8. The data quality rule generation and dataset production system according to claim 6, characterized in that, The dataset production engine has a built-in human-machine collaborative decision-making interface. When data anomalies triggered by rules cannot be automatically repaired, a work order containing a problem description, knowledge graph derivation basis, and repair suggestions is generated and pushed to the designated business personnel.
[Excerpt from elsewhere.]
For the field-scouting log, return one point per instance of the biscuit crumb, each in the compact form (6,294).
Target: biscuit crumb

The business personnel's processing decisions and results are then synchronously fed back to the industry knowledge graph module.
9. The data quality rule generation and dataset production system according to claim 6, characterized in that, The rules generated by the rule generation engine include a comprehensive confidence score calculated from the entity link confidence score and the source constraint confidence score.
10. The data quality rule generation and dataset production system according to claim 6, characterized in that, Business requirements include the need to build AI model training datasets, with high-quality datasets including data quality profiles, versions of the applied rule sets, and data governance lineage information.